Losing the grave is one of the few drawbacks to visiting a grave at this natural burial ground, that and the muddy uneven track to it. But these minor snags are far outweighed by the sheer peacefulness, beauty, and the whole ethos of the place, and anyway it wouldn't be "natural" if the approach was sleek tarmac and the graves trimmed by gardeners.

Parked alongside my car when I'd finished was another belonging to someone who'd come to the funeral. We got talking, she said "I never knew this place existed and I only live in Andover". I guess it's true that unless someone you know has requested an alternative funeral and you've sought it out, or you've attended such a funeral, it's not something that's advertised widely. So if you haven't heard of it either, let me tell you: Michael's Wood is in Wiltshire, just. It's on the Cholderton Estate; 15 acres of wild woodland set aside for human and pet burials, a few miles off the A303.

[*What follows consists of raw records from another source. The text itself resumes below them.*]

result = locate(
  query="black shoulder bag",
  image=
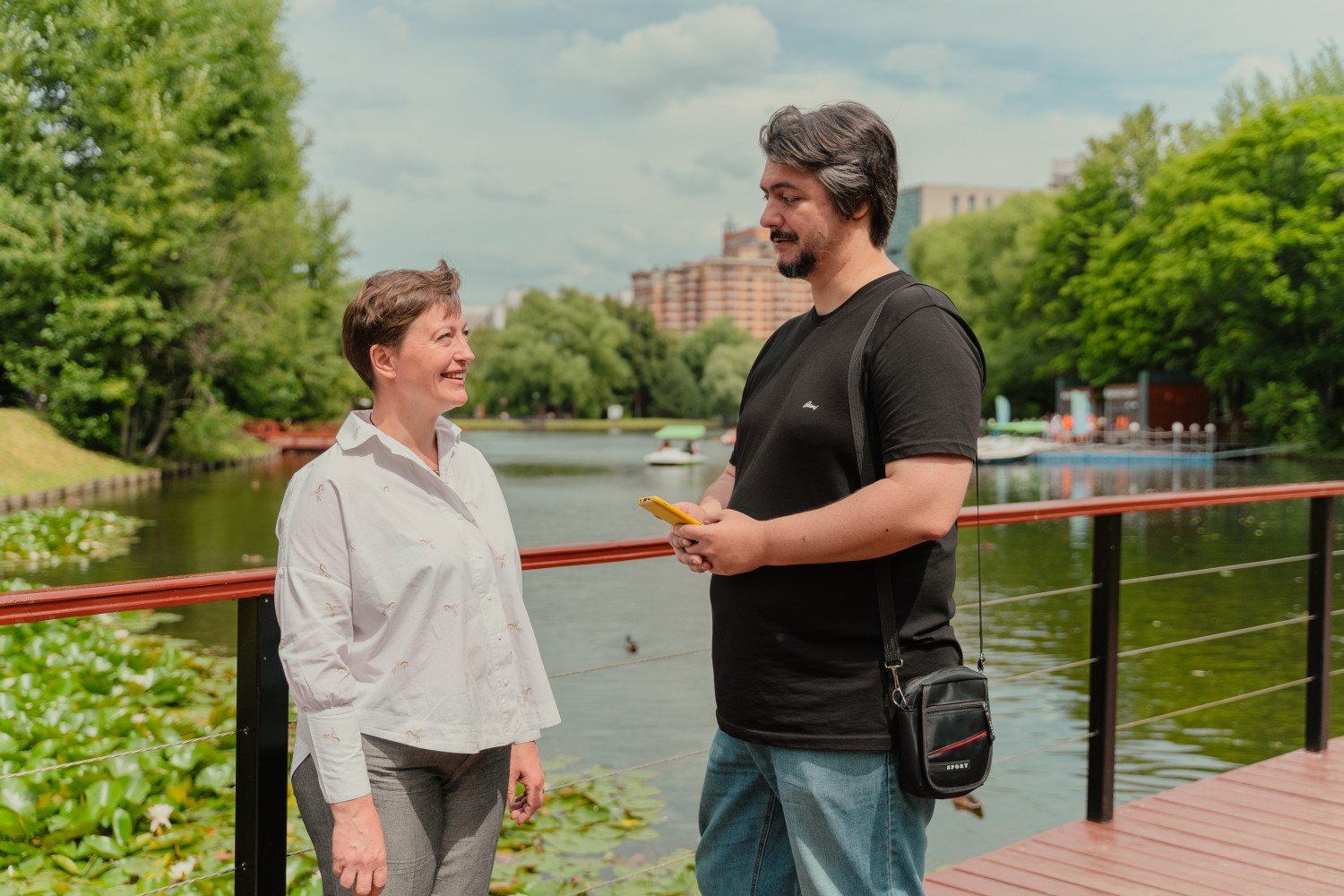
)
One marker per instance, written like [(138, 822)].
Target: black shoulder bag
[(941, 724)]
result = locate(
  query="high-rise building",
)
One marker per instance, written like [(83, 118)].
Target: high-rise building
[(918, 206), (742, 284)]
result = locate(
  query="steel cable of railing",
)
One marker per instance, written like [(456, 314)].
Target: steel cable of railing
[(1015, 598), (1077, 664), (1212, 702), (120, 754), (625, 771), (628, 662), (187, 883), (1230, 567), (1217, 635), (1053, 745), (647, 869)]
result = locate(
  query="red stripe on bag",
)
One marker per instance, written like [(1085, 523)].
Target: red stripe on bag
[(960, 743)]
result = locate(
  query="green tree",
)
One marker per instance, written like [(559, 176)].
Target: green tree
[(156, 218), (1107, 193), (1234, 265), (980, 261), (644, 351), (562, 354), (725, 378)]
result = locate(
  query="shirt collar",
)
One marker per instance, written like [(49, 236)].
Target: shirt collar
[(357, 430)]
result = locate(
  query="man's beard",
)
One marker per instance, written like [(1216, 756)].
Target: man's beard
[(800, 266)]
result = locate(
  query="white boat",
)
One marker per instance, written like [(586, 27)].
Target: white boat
[(671, 455), (1010, 449)]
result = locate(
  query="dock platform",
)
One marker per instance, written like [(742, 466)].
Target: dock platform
[(1273, 828)]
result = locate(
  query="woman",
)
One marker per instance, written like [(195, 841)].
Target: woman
[(405, 641)]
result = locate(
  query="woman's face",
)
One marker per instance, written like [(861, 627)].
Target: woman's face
[(430, 365)]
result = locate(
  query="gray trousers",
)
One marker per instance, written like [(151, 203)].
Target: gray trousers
[(440, 812)]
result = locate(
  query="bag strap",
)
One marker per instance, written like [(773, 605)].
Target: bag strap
[(867, 476)]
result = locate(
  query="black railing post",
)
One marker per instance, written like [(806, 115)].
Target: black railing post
[(1320, 586), (1105, 649), (261, 797)]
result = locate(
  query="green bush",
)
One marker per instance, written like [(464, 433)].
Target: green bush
[(1288, 413), (210, 432)]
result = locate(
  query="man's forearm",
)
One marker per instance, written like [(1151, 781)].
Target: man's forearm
[(884, 517)]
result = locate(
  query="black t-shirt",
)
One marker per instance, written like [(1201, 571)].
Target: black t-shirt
[(797, 649)]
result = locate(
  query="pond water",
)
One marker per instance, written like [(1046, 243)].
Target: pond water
[(567, 487)]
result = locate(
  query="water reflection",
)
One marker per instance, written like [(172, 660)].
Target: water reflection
[(629, 716)]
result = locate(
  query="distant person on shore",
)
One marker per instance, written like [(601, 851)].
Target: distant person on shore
[(801, 788), (405, 641)]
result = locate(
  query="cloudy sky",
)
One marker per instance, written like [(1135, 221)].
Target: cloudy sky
[(546, 142)]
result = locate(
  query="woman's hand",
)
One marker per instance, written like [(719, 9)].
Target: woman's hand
[(683, 547), (358, 853), (524, 767)]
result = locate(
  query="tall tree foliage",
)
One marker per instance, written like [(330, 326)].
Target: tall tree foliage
[(1234, 266), (980, 261), (158, 250), (1107, 193)]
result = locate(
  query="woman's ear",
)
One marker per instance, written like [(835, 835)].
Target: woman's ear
[(383, 362)]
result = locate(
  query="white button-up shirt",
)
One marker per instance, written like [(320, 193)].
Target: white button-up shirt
[(400, 595)]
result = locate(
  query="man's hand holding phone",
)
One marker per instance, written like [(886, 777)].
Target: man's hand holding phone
[(682, 546)]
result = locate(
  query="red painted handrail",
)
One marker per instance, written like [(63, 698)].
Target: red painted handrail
[(171, 591)]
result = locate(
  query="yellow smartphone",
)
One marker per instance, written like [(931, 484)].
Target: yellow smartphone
[(666, 512)]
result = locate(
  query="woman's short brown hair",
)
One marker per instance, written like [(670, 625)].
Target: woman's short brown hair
[(387, 304)]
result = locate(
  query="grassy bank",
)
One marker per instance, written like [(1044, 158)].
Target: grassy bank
[(34, 457), (629, 425)]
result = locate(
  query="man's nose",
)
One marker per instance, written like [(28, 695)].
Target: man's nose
[(771, 218)]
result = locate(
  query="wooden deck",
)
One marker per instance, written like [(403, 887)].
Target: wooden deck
[(1274, 828)]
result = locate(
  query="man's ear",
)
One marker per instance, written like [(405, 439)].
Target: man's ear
[(383, 362)]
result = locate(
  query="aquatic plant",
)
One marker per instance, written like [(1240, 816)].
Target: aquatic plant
[(83, 689), (51, 536)]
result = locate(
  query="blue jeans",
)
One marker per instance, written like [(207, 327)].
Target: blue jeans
[(781, 823)]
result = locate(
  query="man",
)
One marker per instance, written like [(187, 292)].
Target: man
[(801, 791)]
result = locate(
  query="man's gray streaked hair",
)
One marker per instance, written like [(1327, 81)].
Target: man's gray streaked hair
[(851, 152)]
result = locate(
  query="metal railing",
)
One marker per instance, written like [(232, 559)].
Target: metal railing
[(263, 721)]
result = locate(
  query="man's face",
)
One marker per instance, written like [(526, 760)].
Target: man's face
[(801, 218)]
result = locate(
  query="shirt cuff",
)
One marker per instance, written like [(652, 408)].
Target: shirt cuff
[(338, 754)]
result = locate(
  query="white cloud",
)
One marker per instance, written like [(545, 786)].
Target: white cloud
[(390, 21), (470, 140), (1250, 65), (309, 8), (941, 66), (645, 66)]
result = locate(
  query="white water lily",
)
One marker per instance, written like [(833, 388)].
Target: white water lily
[(179, 871), (159, 814)]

Thursday 9th July - Mounts at Malt House

A friend lent me a copy of Cold Cream by Ferdinand Mount. I knew he'd grown up at the Malt House in Chitterne and in adult life had worked for the Times, and I had intended to read this autobiography at some stage, but I had no idea I was in for such a treat. You get the impression that he just sat down and wrote his story as a series of events that cascade through the pages as they came into his head, but every one interesting and beautifully written.

I was already reading another book at the time Cold Cream arrived and I'm a "one book at a time" sort so I just dipped into the second chapter called "The Codford Road", but I was captivated from the first moment and unable to put it down so I abandoned my current book and read Cold Cream straight away.

Mount's descriptions of life in Chitterne in the 1940's are wonderful and I have to admit I've snaffled great chunks to add to my Chitterne history notes. On people: he tells of his relationship with Mabel Herrington who was the Mounts cook and how it was that he and his sister stayed with her in her field barn cottage on the downs when his parents went away on holiday; also of Olive Furnell the maid who helped him learn to ride a bike, and Mr Goodsell who came to the house selling clothes from a catalogue; but the best bit for me was his description of the sunday walks in the village, when up to twelve families would walk out together perhaps down the Codford road of a sunday afternoon in their sunday best, gathering wild flowers as they went. An idyllic scene.

Although I'm no tory, but a liberal through and through, I even enjoyed the bits about life at number 10 when he was roped in to write Margaret Thatcher's speeches. At no time does he resort to sniping or nasty comments about people he's met and neither does he blow his own trumpet, in fact he's very modest about all his achievements, which all adds to the pleasurable read. I shall add him to my list of Chitterne people of repute alongside Ela, Countess of Salisbury; engineer John Wallis Titt and detective Bill Brown of Scotland Yard.